Multiscale hydro-mechanical analysis of unsaturated granular materials using bridging scale method

The purpose of this paper is to extend the bridge scale method (BSM) developed for granular materials with only the solid phase to that taking into account the effects of wetting process in porous continuum. The granular material is modeled as partially saturated porous Cosserat continuum and discrete particle assembly in the coarse and fine scales, respectively.

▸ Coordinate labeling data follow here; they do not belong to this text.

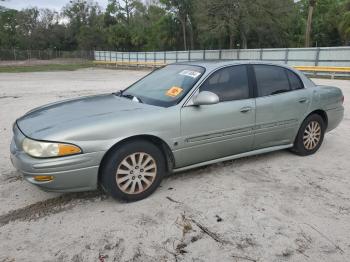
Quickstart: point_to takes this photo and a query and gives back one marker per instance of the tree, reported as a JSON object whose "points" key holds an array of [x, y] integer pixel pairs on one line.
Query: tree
{"points": [[182, 9], [344, 25], [312, 4]]}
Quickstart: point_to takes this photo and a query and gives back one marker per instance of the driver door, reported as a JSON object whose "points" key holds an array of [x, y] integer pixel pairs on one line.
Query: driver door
{"points": [[210, 132]]}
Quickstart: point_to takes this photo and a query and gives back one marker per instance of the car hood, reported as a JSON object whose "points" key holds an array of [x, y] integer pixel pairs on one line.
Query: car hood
{"points": [[42, 122]]}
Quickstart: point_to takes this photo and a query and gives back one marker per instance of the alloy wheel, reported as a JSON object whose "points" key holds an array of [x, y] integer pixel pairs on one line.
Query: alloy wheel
{"points": [[136, 173], [312, 135]]}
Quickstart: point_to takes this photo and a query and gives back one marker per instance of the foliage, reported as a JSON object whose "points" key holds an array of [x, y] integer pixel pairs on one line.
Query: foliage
{"points": [[176, 25]]}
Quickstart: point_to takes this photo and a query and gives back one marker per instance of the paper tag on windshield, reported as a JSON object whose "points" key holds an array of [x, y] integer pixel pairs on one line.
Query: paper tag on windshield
{"points": [[174, 91], [190, 73]]}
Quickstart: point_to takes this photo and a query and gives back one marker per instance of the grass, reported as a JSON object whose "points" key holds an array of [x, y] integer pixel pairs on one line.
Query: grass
{"points": [[45, 68]]}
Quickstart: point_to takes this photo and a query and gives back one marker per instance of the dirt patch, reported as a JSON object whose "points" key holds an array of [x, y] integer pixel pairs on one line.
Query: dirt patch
{"points": [[50, 206]]}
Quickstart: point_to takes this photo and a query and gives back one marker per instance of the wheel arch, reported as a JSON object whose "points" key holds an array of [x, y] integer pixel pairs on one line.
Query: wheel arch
{"points": [[160, 143], [322, 114]]}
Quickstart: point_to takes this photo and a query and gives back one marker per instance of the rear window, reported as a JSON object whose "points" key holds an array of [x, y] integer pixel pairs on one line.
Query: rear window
{"points": [[294, 80], [271, 80]]}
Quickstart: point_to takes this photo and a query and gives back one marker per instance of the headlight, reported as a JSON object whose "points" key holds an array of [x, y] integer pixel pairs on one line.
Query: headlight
{"points": [[48, 149]]}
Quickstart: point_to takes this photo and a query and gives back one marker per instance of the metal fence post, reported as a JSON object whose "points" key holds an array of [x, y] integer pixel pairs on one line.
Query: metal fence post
{"points": [[317, 58], [286, 56]]}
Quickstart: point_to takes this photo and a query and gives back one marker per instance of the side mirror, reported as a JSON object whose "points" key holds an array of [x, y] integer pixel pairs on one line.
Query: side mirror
{"points": [[205, 98]]}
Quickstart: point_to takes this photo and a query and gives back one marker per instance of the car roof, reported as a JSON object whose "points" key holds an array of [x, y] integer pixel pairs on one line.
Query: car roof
{"points": [[210, 65]]}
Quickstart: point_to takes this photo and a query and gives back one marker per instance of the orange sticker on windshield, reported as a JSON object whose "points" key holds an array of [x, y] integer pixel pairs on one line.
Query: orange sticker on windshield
{"points": [[174, 91]]}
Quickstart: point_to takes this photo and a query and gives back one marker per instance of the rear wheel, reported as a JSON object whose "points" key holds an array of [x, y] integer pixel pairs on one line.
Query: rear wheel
{"points": [[133, 171], [310, 136]]}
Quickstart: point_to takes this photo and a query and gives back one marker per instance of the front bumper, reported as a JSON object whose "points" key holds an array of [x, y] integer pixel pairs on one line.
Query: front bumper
{"points": [[71, 173]]}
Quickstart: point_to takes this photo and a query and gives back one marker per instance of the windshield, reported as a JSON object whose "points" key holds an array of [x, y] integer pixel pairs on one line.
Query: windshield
{"points": [[166, 86]]}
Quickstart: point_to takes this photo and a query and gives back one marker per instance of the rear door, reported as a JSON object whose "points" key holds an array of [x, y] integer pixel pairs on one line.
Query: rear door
{"points": [[281, 102], [214, 131]]}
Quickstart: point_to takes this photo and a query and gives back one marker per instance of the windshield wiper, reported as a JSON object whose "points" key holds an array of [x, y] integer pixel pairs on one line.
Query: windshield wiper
{"points": [[131, 97]]}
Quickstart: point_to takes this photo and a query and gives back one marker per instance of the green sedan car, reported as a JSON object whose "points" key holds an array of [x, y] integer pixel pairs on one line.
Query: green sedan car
{"points": [[179, 117]]}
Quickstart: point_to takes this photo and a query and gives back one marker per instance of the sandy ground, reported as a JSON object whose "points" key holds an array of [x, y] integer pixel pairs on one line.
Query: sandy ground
{"points": [[272, 207]]}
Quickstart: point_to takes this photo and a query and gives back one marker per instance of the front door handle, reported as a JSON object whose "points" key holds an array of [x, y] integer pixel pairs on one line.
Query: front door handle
{"points": [[303, 100], [245, 109]]}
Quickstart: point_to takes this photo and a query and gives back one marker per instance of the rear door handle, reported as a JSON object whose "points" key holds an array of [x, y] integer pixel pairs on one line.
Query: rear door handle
{"points": [[245, 109]]}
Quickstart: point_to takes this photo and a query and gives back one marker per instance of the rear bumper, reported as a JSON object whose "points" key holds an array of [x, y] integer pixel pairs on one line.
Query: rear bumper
{"points": [[71, 174], [335, 116]]}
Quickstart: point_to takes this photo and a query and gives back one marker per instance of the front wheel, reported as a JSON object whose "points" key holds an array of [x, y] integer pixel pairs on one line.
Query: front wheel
{"points": [[133, 171], [310, 136]]}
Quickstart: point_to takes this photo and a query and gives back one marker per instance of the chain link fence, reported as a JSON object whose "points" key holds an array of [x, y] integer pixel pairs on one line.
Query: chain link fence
{"points": [[28, 55], [322, 56]]}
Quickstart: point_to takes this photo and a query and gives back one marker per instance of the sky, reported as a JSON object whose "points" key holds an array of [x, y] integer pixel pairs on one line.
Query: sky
{"points": [[51, 4]]}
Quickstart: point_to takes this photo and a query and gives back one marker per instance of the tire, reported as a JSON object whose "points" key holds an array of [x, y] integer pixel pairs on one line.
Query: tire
{"points": [[310, 136], [128, 173]]}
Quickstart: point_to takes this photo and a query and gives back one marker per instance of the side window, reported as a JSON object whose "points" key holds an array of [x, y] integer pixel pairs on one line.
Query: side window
{"points": [[229, 84], [271, 80], [294, 80]]}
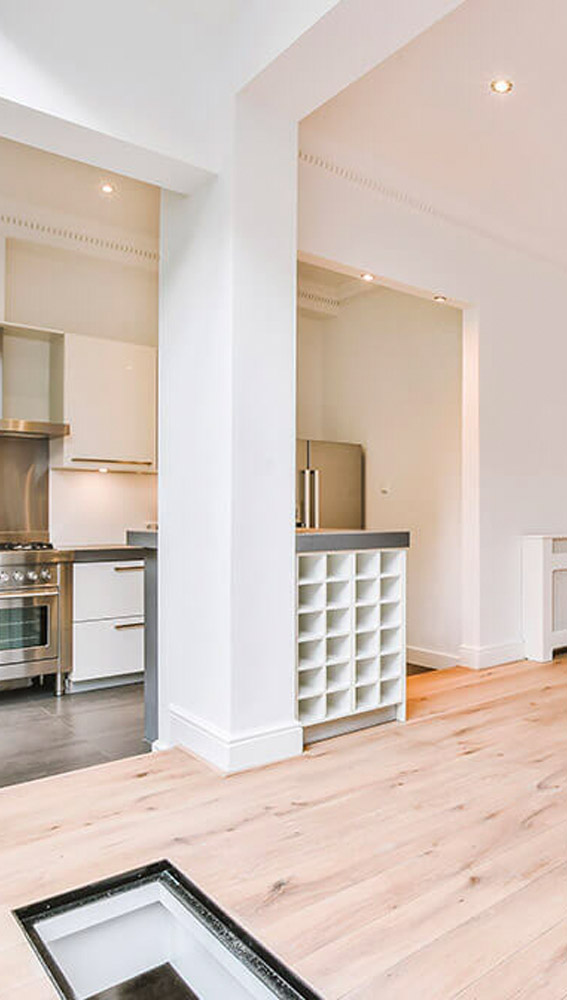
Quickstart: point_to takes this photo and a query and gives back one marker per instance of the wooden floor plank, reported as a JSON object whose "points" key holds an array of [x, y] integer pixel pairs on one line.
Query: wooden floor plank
{"points": [[426, 859]]}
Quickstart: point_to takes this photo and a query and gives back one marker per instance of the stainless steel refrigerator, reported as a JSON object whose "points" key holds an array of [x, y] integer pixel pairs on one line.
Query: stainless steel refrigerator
{"points": [[330, 485]]}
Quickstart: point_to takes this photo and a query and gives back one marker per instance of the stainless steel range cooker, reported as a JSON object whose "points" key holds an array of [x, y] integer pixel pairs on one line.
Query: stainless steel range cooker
{"points": [[35, 612]]}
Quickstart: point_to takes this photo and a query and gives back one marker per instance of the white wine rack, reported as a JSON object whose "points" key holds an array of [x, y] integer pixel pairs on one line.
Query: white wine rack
{"points": [[351, 636]]}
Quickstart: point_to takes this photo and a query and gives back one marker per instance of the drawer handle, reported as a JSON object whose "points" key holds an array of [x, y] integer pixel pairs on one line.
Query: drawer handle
{"points": [[115, 461]]}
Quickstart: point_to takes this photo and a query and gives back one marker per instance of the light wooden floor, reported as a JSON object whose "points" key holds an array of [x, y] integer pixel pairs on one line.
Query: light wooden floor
{"points": [[423, 861]]}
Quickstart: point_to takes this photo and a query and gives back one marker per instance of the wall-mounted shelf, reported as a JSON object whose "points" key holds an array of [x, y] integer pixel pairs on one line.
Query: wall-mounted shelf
{"points": [[351, 636]]}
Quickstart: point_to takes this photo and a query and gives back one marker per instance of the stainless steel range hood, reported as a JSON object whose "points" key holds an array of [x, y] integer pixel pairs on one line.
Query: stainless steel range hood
{"points": [[17, 426]]}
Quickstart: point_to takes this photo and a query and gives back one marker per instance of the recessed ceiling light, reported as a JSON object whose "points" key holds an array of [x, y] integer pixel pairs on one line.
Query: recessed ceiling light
{"points": [[501, 86]]}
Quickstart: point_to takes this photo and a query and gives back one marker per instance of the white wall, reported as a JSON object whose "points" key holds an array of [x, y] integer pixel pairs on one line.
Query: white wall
{"points": [[90, 508], [311, 333], [514, 335], [64, 290], [386, 372], [72, 276]]}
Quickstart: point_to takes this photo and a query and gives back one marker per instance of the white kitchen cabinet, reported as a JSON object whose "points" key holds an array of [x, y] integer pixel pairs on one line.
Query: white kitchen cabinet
{"points": [[107, 649], [108, 590], [109, 400], [108, 624]]}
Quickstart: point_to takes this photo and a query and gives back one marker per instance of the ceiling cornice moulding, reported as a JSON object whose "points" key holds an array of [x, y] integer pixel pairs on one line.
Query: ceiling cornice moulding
{"points": [[397, 196], [317, 300], [45, 226]]}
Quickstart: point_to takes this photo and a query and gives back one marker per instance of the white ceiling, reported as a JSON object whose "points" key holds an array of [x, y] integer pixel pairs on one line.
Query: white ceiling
{"points": [[426, 121], [335, 281]]}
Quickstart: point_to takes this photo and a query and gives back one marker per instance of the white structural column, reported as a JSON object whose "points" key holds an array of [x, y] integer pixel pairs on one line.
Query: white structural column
{"points": [[226, 456]]}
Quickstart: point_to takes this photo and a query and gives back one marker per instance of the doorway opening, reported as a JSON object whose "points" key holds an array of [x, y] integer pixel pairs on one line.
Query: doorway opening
{"points": [[381, 369]]}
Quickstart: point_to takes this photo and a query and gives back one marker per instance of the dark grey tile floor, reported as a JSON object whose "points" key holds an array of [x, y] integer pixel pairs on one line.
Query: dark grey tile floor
{"points": [[412, 670], [42, 735]]}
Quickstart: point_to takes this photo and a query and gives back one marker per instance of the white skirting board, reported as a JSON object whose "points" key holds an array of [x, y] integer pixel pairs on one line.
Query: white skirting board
{"points": [[481, 657], [230, 753], [431, 658]]}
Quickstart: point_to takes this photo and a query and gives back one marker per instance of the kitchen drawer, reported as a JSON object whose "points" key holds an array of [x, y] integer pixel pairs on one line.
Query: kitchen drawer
{"points": [[108, 590], [107, 649]]}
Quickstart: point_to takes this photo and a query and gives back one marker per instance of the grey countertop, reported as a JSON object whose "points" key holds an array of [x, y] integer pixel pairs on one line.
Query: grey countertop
{"points": [[74, 554], [143, 539], [309, 540], [102, 553]]}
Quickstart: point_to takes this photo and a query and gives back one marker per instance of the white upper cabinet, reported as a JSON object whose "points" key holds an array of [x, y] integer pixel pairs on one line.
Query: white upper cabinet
{"points": [[109, 399]]}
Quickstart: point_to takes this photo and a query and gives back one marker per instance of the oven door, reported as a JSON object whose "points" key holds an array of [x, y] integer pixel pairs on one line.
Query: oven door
{"points": [[29, 627]]}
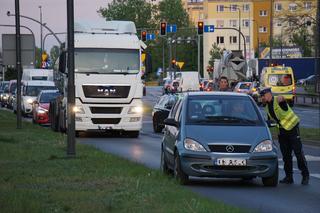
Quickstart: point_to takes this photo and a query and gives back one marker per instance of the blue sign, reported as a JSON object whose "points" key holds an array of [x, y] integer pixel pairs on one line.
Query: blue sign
{"points": [[171, 28], [151, 36], [208, 28]]}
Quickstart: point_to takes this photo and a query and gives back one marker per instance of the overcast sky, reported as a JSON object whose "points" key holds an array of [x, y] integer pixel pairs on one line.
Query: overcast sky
{"points": [[54, 14]]}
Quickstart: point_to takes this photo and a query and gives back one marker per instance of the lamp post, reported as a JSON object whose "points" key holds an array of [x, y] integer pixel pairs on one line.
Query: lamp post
{"points": [[41, 47], [237, 8]]}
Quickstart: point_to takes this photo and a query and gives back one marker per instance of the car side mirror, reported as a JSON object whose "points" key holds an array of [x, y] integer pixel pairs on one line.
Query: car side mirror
{"points": [[171, 122], [271, 123]]}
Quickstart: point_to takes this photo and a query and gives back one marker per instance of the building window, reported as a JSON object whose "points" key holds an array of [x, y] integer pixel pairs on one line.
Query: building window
{"points": [[247, 39], [308, 5], [262, 29], [292, 6], [220, 8], [233, 23], [246, 7], [245, 22], [220, 40], [220, 23], [263, 13], [233, 8], [277, 6], [233, 39]]}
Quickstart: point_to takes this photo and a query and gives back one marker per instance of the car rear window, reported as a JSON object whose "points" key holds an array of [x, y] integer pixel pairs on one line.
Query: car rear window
{"points": [[222, 110]]}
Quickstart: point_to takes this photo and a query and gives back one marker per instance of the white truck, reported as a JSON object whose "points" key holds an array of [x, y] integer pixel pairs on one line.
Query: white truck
{"points": [[108, 85], [37, 74]]}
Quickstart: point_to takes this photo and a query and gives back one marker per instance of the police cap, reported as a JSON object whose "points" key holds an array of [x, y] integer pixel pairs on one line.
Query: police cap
{"points": [[263, 91]]}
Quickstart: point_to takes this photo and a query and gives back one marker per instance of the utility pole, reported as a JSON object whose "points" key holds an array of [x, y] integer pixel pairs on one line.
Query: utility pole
{"points": [[18, 63], [71, 151]]}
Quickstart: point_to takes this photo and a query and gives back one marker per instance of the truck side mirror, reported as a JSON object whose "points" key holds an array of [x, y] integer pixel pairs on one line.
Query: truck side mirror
{"points": [[62, 62]]}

Based on the mass and momentum conservation laws for the three phases, i.e. the solid skeleton, the pore water and the pore air, the governing equations for the unsaturated porous Biot-Cosserat continuum model in the coarse scale are derived. In light of the passive air pressure assumption, a reduced finite element model for the model is proposed. According to the decoupling of the fine and coarse scale calculations in the BSM, the unsaturated porous Cosserat continuum model using the finite element method and the discrete element model using the discrete element method for granular media are combined.

The numerical results for a 2D example problem of slope stability subjected to increasing rainfall along with mechanical loading demonstrate the applicability and performance of the present BSM. The microscopic mechanisms of macroscopic shear band developed in the slope are demonstrated.

Do not account for yet the effects of unsaturated pore water in the fine scale.

The novel BSM that couples the Biot-Cosserat porous continuum modeling and the discrete particle assembly modeling in both coarse and fine scales, respectively, is proposed to provide a micro-macro discrete-continuum two-scale modeling approach for numerical simulations of the hydro-mechanical coupling problems in unsaturated granular materials.